This is not the first time Giuseppe Zanotti has worked with another brand on shoes. In late 2020, Zanotti inked a footwear licensing deal with Alexandre Vauthier. The Paris-based designer — who is now in the third year of a licensing partnership with Zanotti — bowed his first shoe collection with the brand for pre-fall 2021. This is Giuseppe Zanotti’s only other licensing deal, according to the Italian company.
Separately, the Italian shoe brand teamed up with designer Nicolò Beretta to develop a new footwear line dubbed “Nicolò Beretta mentored by Giuseppe Zanotti,” which debuted for fall 2023.
Prior to working with Giuseppe Zanotti, Area worked with Sergio Rossi on a collection of shoes, starting in 2022. — STEPHEN GARNER
KANYE TURNS UP: Guillermo Andrade unveiled his 424 flagship to his entourage of friends on Friday.
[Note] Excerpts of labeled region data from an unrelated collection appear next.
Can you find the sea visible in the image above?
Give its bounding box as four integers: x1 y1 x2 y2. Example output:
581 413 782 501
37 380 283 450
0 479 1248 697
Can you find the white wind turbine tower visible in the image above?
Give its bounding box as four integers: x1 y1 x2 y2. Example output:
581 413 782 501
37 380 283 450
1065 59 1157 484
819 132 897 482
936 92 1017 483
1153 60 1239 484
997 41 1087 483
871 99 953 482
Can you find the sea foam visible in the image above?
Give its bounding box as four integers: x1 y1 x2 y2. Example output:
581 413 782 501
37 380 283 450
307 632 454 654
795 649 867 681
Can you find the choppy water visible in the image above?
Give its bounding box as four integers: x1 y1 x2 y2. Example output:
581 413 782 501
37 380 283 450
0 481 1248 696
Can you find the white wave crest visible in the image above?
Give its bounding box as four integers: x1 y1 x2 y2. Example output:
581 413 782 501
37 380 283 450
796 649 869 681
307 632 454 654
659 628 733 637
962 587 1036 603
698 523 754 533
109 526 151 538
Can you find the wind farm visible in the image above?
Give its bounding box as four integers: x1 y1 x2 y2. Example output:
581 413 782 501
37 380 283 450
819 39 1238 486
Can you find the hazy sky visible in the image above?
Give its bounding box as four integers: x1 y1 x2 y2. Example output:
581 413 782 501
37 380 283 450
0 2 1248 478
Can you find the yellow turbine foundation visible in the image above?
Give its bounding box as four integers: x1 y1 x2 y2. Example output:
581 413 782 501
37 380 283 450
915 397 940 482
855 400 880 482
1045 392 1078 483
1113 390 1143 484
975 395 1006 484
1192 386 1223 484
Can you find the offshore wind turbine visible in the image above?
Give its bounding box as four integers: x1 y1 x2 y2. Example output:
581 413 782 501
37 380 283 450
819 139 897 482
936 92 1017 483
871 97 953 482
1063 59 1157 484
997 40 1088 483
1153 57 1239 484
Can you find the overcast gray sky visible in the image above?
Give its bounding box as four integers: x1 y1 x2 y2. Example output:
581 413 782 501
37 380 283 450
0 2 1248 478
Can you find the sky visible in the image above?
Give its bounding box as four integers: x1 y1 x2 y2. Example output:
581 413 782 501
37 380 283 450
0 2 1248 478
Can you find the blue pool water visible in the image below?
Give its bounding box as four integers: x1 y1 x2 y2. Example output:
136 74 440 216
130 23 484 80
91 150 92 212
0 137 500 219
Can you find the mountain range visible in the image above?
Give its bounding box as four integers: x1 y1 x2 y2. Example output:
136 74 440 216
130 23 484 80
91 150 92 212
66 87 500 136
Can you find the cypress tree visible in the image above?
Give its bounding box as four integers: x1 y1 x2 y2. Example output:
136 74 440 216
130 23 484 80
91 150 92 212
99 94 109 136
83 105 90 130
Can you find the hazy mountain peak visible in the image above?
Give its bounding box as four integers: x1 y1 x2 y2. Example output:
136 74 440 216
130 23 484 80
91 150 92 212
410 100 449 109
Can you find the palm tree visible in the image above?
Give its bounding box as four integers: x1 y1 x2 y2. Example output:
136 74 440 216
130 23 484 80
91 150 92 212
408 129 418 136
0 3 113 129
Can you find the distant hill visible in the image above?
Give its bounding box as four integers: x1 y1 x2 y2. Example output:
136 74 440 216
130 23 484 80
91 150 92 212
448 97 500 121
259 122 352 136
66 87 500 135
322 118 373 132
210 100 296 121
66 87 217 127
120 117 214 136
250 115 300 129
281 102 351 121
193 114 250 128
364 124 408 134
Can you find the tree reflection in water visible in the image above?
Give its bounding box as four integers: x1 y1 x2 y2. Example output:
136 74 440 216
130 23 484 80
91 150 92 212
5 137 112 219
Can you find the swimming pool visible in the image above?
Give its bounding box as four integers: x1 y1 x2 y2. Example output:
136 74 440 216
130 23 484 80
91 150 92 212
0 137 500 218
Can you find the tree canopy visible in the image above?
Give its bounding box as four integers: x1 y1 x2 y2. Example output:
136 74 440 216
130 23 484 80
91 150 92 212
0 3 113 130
Kanye West was among the guests, attracting attention — as he does — though his face was covered in a white mask.
“Something very important. The only GOAT,” Andrade shouted to the crowd with his hands on West’s shoulders. “The only GOAT,” he repeated. “The only f–king GOAT. The only one.”
The greatest of all time. It seems that’s who West is to Andrade — who has admirers of his own. An innovator in streetwear, Andrade’s former multibrand store on Fairfax Avenue, FourTwoFour, launched Jerry Lorenzo’s Fear of God and supported the likes of Rhude and Vlone early on. It’s now a new chapter for Andrade who has opened on coveted Melrose Place after closing the Fairfax location two years ago.
“I thought retail was over when I closed the Fairfax store,” Andrade told WWD. “I always knew I wanted to be in this neighborhood, and it is the right time now.”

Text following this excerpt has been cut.